Das ist wirklich eine gute Frage, denn wir sehen oft eine große Lücke zwischen dem Vokabular und der Terminologie eines Unternehmens – viele Unternehmen prahlen mit ihren Produkten, sie wollen zeigen, wie toll es ist und es ist meist sehr technisch – und dem Kunden, der ein ganz anderes Vokabular verwendet.
Ein anderes Beispiel, das wir auch oft sehen: Viele Unternehmen schreiben auf ihren Produktseiten immer wieder “WIR tun dies, WIR tun das”.
Wenn wir wieder zu booking.com rüberschauen – ich glaube es kommt im zweiten Step beim Checkout – da steht das Wort “DU” insgesamt 27mal auf einer Seite. Das steht: “Dein Zimmer”, “Deine Details”, “Deine Kreditkarte”… Du, Du, Du.
Das ist wichtig. Du solltest deinen Kunden zum Star deiner Website machen. Es geht um ihn oder sie und nicht um dich als Unternehmen.
Cool, das klingt ja eigentlich ziemlich leicht, aber es ist sehr schlau.
Ja, ich tue das nun seit über 20 Jahr und das ist eines dieser Dinge, die ich nie wirklich verstanden habe, es aber heute tue. Es klingt so logisch, es macht Sinn, aber die meisten Unternehmen tun es trotzdem nicht.
Sie bleiben in ihrer kleinen Marketing-Blase. Wenn du dir all die großen Unternehmen anschaust, dann haben sie alle etwas gemeinsam: sie arbeiten extrem kundenzentriert.
Sie nutzen die Worte der Kunden und nehmen ihm die Frustration, die sie vielleicht woanders erfahren haben.
Welche Tools kannst du für diese Aufgaben empfehlen und warum?
Ah, die Frage nach den Tools… Meine erste Antwort darauf ist immer: Ein Dummkopf mit einem Tool ist immer noch ein Dummkopf. Aber ja, Tools sind wichtig. Vor kurzem habe ich erst eine Studie gelesen, dass ein Marketeer in Belgien durchschnittlich 73 Tools nutzt.

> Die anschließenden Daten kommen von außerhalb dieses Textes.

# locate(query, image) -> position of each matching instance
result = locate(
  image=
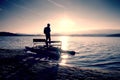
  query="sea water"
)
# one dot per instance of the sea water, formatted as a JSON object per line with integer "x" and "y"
{"x": 92, "y": 52}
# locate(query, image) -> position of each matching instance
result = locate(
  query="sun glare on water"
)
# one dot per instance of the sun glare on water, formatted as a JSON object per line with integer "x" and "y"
{"x": 64, "y": 40}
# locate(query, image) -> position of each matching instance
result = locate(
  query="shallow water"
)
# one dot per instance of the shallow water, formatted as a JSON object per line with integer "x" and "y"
{"x": 92, "y": 52}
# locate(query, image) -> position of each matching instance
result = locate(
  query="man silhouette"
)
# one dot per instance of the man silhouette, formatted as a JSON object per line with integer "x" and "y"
{"x": 47, "y": 31}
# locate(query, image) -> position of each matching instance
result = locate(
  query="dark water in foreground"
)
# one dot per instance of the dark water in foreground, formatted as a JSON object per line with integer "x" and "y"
{"x": 92, "y": 52}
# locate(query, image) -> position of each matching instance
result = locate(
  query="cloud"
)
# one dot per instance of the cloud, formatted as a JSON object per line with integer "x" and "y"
{"x": 57, "y": 4}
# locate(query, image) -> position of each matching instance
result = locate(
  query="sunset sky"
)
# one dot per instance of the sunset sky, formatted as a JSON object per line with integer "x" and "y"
{"x": 65, "y": 16}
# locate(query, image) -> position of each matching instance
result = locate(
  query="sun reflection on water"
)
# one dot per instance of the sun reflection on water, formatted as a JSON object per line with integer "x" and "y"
{"x": 64, "y": 56}
{"x": 64, "y": 40}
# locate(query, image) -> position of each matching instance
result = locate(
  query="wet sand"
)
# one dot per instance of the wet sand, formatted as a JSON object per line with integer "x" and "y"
{"x": 15, "y": 64}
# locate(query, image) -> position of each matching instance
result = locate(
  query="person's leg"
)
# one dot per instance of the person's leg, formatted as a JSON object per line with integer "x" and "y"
{"x": 46, "y": 40}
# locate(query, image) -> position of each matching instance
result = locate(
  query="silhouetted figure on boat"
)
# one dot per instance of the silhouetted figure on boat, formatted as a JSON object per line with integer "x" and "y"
{"x": 47, "y": 31}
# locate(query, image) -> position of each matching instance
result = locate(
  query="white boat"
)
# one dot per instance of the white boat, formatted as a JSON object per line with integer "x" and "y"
{"x": 52, "y": 51}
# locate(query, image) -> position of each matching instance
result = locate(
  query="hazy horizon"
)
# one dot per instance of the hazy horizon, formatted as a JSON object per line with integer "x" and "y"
{"x": 65, "y": 16}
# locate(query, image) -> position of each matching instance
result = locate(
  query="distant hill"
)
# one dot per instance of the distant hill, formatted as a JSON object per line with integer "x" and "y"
{"x": 15, "y": 34}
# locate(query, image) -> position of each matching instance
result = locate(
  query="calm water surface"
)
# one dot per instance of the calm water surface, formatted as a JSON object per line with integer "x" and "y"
{"x": 92, "y": 52}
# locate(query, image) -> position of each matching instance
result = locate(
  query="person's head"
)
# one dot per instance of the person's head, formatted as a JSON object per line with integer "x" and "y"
{"x": 48, "y": 24}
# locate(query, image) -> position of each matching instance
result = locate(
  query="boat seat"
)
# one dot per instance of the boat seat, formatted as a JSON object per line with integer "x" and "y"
{"x": 42, "y": 42}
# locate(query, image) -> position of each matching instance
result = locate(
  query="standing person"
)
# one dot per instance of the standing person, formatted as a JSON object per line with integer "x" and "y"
{"x": 47, "y": 31}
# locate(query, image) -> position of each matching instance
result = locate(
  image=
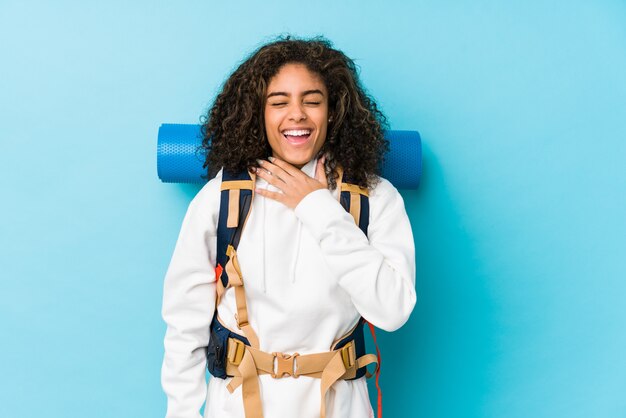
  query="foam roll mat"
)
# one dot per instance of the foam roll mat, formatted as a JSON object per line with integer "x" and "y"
{"x": 180, "y": 158}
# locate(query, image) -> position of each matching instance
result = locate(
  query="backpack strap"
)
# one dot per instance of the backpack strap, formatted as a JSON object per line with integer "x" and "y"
{"x": 237, "y": 191}
{"x": 355, "y": 200}
{"x": 246, "y": 362}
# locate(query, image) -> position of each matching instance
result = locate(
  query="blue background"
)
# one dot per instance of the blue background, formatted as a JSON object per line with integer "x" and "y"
{"x": 519, "y": 223}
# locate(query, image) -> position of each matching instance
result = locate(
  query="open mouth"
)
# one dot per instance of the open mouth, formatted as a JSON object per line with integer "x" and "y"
{"x": 297, "y": 136}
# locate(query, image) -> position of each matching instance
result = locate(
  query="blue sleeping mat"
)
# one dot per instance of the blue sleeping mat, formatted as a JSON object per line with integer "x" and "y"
{"x": 180, "y": 161}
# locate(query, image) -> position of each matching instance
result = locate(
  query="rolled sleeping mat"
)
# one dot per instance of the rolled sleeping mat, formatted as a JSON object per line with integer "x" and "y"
{"x": 180, "y": 160}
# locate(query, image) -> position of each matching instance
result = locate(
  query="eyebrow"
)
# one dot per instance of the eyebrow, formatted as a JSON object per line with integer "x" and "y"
{"x": 304, "y": 93}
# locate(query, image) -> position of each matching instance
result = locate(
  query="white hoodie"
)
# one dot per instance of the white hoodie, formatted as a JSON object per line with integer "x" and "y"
{"x": 309, "y": 274}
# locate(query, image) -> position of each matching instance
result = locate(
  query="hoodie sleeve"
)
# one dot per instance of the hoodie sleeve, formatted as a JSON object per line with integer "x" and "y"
{"x": 378, "y": 271}
{"x": 188, "y": 306}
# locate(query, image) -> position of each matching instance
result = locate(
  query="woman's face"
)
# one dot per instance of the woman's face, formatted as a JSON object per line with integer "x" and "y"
{"x": 296, "y": 114}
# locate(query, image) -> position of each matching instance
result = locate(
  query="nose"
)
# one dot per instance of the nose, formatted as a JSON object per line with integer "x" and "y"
{"x": 297, "y": 113}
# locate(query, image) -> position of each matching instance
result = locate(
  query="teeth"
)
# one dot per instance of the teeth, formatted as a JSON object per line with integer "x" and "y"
{"x": 294, "y": 132}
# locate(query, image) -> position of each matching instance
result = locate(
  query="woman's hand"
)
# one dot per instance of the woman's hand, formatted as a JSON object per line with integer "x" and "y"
{"x": 292, "y": 182}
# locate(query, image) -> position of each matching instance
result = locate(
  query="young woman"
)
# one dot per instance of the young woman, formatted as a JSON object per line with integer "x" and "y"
{"x": 295, "y": 117}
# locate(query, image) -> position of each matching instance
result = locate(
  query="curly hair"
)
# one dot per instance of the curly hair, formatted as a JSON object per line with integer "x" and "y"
{"x": 233, "y": 130}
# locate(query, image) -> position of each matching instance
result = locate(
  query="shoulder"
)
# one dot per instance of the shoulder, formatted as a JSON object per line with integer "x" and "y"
{"x": 384, "y": 199}
{"x": 206, "y": 201}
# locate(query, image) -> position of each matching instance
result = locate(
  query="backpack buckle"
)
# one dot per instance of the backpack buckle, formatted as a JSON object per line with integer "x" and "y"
{"x": 236, "y": 350}
{"x": 284, "y": 364}
{"x": 348, "y": 355}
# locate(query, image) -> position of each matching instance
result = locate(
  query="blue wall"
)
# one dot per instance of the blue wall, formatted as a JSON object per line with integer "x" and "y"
{"x": 519, "y": 223}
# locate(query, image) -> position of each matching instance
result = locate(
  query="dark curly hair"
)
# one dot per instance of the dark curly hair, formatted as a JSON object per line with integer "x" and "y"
{"x": 233, "y": 130}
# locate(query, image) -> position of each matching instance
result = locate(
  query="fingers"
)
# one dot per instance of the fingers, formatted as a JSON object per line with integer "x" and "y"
{"x": 269, "y": 174}
{"x": 272, "y": 195}
{"x": 284, "y": 166}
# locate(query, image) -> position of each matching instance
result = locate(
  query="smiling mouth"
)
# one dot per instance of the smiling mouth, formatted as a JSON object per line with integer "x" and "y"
{"x": 297, "y": 136}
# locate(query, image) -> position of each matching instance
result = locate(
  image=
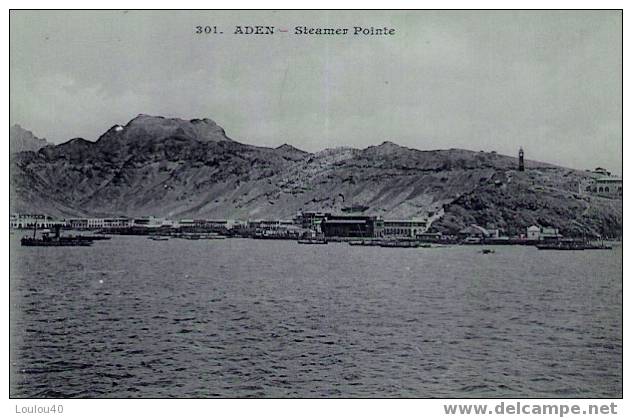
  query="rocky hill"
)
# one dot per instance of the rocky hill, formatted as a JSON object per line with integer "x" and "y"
{"x": 182, "y": 169}
{"x": 21, "y": 139}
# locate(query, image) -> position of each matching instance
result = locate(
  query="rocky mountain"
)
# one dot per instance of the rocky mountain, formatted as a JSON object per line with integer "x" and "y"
{"x": 21, "y": 139}
{"x": 184, "y": 169}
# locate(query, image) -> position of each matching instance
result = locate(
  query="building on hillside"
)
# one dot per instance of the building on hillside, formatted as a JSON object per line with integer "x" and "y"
{"x": 409, "y": 228}
{"x": 601, "y": 171}
{"x": 475, "y": 231}
{"x": 77, "y": 223}
{"x": 606, "y": 186}
{"x": 311, "y": 219}
{"x": 538, "y": 233}
{"x": 352, "y": 226}
{"x": 29, "y": 221}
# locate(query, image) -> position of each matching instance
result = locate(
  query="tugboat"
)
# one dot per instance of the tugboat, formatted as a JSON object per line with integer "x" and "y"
{"x": 158, "y": 238}
{"x": 56, "y": 240}
{"x": 312, "y": 241}
{"x": 400, "y": 244}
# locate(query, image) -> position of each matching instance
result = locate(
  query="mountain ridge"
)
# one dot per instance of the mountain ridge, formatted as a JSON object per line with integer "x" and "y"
{"x": 177, "y": 168}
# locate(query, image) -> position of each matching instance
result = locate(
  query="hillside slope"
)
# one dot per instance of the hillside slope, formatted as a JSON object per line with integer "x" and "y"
{"x": 177, "y": 168}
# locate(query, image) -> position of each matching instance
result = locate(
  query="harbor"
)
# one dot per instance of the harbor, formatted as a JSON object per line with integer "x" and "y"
{"x": 226, "y": 308}
{"x": 304, "y": 228}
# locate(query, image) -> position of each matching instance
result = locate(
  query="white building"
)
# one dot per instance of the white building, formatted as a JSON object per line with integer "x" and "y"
{"x": 537, "y": 233}
{"x": 29, "y": 221}
{"x": 404, "y": 227}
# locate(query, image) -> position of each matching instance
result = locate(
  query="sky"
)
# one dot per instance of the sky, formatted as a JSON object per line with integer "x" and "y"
{"x": 549, "y": 81}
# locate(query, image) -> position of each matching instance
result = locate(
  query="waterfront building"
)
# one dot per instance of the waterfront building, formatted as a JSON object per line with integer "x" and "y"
{"x": 404, "y": 228}
{"x": 607, "y": 186}
{"x": 311, "y": 219}
{"x": 29, "y": 220}
{"x": 77, "y": 223}
{"x": 350, "y": 226}
{"x": 538, "y": 233}
{"x": 476, "y": 231}
{"x": 533, "y": 233}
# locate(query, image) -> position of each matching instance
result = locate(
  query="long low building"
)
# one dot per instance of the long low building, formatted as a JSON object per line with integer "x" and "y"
{"x": 352, "y": 226}
{"x": 408, "y": 228}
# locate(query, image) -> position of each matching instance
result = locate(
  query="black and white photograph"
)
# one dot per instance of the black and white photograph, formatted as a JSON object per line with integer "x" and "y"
{"x": 316, "y": 204}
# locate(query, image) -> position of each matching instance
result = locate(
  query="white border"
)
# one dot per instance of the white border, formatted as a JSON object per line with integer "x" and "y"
{"x": 265, "y": 408}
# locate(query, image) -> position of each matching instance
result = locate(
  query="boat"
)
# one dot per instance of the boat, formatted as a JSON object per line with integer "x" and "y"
{"x": 158, "y": 238}
{"x": 55, "y": 240}
{"x": 400, "y": 244}
{"x": 312, "y": 241}
{"x": 367, "y": 243}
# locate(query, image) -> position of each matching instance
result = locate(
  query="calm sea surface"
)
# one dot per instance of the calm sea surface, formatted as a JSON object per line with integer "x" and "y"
{"x": 131, "y": 317}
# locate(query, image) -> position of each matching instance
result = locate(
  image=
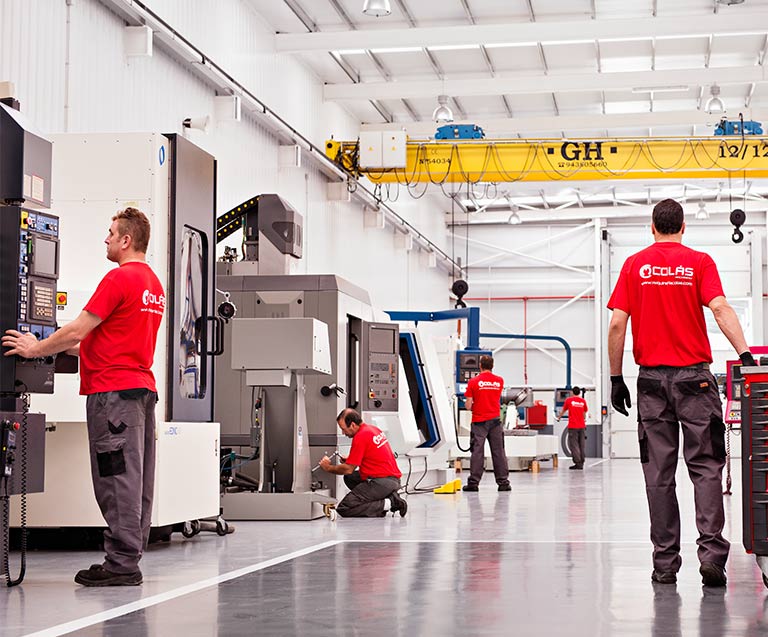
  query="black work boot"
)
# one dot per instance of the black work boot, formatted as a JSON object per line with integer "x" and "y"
{"x": 398, "y": 504}
{"x": 664, "y": 577}
{"x": 712, "y": 574}
{"x": 97, "y": 575}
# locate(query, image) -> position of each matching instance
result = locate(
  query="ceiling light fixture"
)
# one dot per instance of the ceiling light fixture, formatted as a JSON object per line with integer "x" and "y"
{"x": 442, "y": 114}
{"x": 514, "y": 219}
{"x": 377, "y": 8}
{"x": 677, "y": 88}
{"x": 714, "y": 103}
{"x": 701, "y": 213}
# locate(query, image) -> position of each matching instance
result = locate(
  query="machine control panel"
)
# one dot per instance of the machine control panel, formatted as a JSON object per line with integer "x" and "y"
{"x": 29, "y": 266}
{"x": 8, "y": 431}
{"x": 381, "y": 351}
{"x": 468, "y": 364}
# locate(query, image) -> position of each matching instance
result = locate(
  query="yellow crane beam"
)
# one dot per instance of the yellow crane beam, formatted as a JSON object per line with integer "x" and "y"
{"x": 565, "y": 160}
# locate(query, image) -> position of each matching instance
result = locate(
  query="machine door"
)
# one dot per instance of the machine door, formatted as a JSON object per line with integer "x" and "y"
{"x": 194, "y": 336}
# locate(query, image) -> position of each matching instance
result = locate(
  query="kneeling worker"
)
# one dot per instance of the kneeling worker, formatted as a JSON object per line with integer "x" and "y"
{"x": 374, "y": 485}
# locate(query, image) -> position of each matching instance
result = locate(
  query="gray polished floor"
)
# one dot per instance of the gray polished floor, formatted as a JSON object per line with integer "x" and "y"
{"x": 564, "y": 553}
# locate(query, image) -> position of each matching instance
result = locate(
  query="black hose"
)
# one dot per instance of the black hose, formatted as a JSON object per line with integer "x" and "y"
{"x": 6, "y": 505}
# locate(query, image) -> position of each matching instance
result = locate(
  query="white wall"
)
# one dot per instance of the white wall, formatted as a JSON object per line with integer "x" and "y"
{"x": 101, "y": 90}
{"x": 536, "y": 260}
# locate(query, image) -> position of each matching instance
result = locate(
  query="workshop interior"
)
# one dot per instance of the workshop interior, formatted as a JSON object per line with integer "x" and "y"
{"x": 352, "y": 202}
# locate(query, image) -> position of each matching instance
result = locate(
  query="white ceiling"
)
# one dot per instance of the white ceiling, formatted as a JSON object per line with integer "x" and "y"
{"x": 538, "y": 68}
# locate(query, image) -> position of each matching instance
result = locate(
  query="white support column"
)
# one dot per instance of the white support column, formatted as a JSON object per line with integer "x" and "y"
{"x": 604, "y": 282}
{"x": 599, "y": 319}
{"x": 756, "y": 284}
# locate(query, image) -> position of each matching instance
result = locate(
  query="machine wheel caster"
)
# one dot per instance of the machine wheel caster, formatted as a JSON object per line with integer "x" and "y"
{"x": 329, "y": 510}
{"x": 191, "y": 528}
{"x": 222, "y": 528}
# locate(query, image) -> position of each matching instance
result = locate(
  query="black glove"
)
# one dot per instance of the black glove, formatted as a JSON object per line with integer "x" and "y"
{"x": 747, "y": 359}
{"x": 620, "y": 398}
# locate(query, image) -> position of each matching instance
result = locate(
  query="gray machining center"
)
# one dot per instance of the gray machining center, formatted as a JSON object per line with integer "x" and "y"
{"x": 277, "y": 391}
{"x": 173, "y": 182}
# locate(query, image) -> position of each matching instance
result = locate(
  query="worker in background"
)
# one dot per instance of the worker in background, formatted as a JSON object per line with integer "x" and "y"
{"x": 115, "y": 337}
{"x": 663, "y": 289}
{"x": 576, "y": 408}
{"x": 483, "y": 399}
{"x": 374, "y": 485}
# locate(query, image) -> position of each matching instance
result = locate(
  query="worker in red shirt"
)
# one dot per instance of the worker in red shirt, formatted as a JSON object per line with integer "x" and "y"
{"x": 370, "y": 471}
{"x": 575, "y": 407}
{"x": 483, "y": 399}
{"x": 115, "y": 337}
{"x": 663, "y": 289}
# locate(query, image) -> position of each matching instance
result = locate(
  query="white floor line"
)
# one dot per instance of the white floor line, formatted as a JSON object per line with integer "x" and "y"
{"x": 457, "y": 541}
{"x": 119, "y": 611}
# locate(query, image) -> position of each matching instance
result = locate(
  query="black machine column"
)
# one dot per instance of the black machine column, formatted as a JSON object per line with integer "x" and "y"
{"x": 29, "y": 269}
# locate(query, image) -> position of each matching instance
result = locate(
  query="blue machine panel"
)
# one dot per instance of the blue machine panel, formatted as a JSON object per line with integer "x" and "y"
{"x": 421, "y": 399}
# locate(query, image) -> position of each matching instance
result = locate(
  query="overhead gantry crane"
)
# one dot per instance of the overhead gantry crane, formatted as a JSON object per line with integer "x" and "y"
{"x": 515, "y": 160}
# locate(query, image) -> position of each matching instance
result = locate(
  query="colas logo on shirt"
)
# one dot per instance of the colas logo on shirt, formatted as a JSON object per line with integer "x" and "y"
{"x": 647, "y": 271}
{"x": 152, "y": 299}
{"x": 380, "y": 440}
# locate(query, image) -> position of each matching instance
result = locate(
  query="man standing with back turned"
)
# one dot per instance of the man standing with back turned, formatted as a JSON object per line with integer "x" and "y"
{"x": 115, "y": 337}
{"x": 663, "y": 288}
{"x": 576, "y": 408}
{"x": 483, "y": 399}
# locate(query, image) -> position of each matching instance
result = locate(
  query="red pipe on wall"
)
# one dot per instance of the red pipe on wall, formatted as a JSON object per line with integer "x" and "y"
{"x": 528, "y": 298}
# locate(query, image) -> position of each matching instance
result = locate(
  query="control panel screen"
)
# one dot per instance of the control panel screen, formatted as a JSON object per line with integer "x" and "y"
{"x": 44, "y": 257}
{"x": 382, "y": 341}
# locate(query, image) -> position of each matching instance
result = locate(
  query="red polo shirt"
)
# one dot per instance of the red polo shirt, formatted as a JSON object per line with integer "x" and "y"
{"x": 663, "y": 289}
{"x": 118, "y": 353}
{"x": 372, "y": 454}
{"x": 576, "y": 408}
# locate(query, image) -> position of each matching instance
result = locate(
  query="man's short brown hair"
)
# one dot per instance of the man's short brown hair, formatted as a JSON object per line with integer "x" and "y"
{"x": 668, "y": 217}
{"x": 134, "y": 223}
{"x": 486, "y": 362}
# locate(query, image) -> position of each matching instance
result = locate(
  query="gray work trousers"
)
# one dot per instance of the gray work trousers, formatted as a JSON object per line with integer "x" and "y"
{"x": 480, "y": 432}
{"x": 689, "y": 396}
{"x": 121, "y": 435}
{"x": 577, "y": 443}
{"x": 366, "y": 497}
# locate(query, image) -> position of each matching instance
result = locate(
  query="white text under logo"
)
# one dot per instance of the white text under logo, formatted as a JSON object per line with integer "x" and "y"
{"x": 379, "y": 440}
{"x": 152, "y": 302}
{"x": 647, "y": 271}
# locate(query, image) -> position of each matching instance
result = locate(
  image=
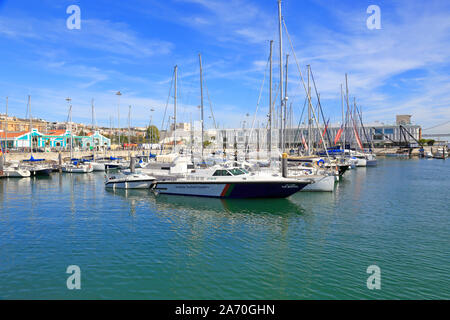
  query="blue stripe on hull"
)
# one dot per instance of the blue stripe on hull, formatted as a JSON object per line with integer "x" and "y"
{"x": 265, "y": 190}
{"x": 246, "y": 190}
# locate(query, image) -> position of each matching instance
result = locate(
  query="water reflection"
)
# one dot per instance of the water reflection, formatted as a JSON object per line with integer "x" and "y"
{"x": 280, "y": 207}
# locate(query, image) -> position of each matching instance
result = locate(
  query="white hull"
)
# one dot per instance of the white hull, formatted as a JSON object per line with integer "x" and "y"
{"x": 129, "y": 181}
{"x": 75, "y": 169}
{"x": 16, "y": 173}
{"x": 96, "y": 166}
{"x": 361, "y": 163}
{"x": 324, "y": 184}
{"x": 203, "y": 190}
{"x": 130, "y": 185}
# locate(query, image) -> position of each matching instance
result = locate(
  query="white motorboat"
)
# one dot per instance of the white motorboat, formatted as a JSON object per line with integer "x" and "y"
{"x": 77, "y": 168}
{"x": 371, "y": 160}
{"x": 129, "y": 181}
{"x": 98, "y": 166}
{"x": 16, "y": 172}
{"x": 321, "y": 183}
{"x": 220, "y": 182}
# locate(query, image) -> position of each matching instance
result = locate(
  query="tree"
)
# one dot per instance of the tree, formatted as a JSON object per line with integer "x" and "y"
{"x": 152, "y": 134}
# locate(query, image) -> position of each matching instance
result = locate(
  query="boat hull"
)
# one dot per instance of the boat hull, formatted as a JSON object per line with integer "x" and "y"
{"x": 236, "y": 190}
{"x": 17, "y": 173}
{"x": 143, "y": 184}
{"x": 322, "y": 184}
{"x": 40, "y": 172}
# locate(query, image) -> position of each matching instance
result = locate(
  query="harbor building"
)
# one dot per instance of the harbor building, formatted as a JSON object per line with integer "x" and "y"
{"x": 378, "y": 134}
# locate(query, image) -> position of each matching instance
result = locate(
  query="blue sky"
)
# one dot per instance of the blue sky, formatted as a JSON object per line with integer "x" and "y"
{"x": 132, "y": 46}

Unglaublich. Sie kaufen es und wahrscheinlich nutzen sie es dann gar nicht. Die Leute denken, dass das Tool die Lösung für alles ist. Das stimmt nicht. Es mag eine blöde Antwort auf deine Frage sein, aber das wichtigste Tool ist immer noch dein Gehirn.
Du musst dein Gehirn mit den Tools verbinden. Wenn man über Tools sprichst, dann gehört Google Analytics natürlich dazu. Ich verwende ein paar Tools, die dir ein sehr visuelles Feedback über das geben, was die Leute auf der Website tun.
Die dritte Art von Tools, die ich nutze sind dazu da, Umfragen zu erstellen. Da gibt es aber für mich nicht das eine Tool. Wir machen halt auch sehr viel User Testing. Da haben wir quasi unser Basis-Arsenal von Tools.
Danke dir für den Einblick. Zum Schluss brauche noch 5 Conversion-Tipps von dir, die auf jeder Website funktionieren.
Auf jeder Website? Also: Hör auf deinen Kunden. Für die Homepage bedeutet das: Keine Slider, denn Slider sind doof, keinen Videohintergrund und kein Schrei um Aufmerksamkeit.
Zweiter Tipp: Hilf den Leuten auf deinen Kategorieseiten, sich zu entscheiden. Bei den meisten Websites läuft es nämlich so: “Hier sind unsere Produkte” und das war’s. Zeig den Leuten, was der Unterschied zwischen den einzelnen Produkte ist.
Und der dritte Tipp: Deine Website und dein Text sollten so nah, wie es nur geht an der realen Erfahrung mit dem Produkt dran sein.
Stell dir den besten Verkäufer auf der Welt vor – also nicht die hinterlistigen und schmutzigen Verkäufer, sondern ein Verkäufer, der dem Kunden wirklich hilft.
Das ist genau das, was du auch auf deiner Website tun musst. Du musst deinen Kunden helfen.
Viertens: Achte auf die Formulierung deiner Call to action. Auf e-Commerce Seiten ist die CTA immer sehr klar: “Kaufe jetzt!” Das klingt immer irgendwie böse. “Jetzt kaufen!” oder “Klicke jetzt!” Bam, bam, bam…
Bleib cool. Schau dir booking.com an. Da steht dann: “Schau dir alle verfügbaren Zimmer an” oder “Schließe deine Buchung ab”. Sie nehmen kleine Schritte und sind vorsichtig und entspannt.
Das ist mein vierter Tipp und mein fünfter Tipp… Höre immer auf deinen Kunden und verbessere damit immer wieder deine Website. Dein Job ist nie vorbei.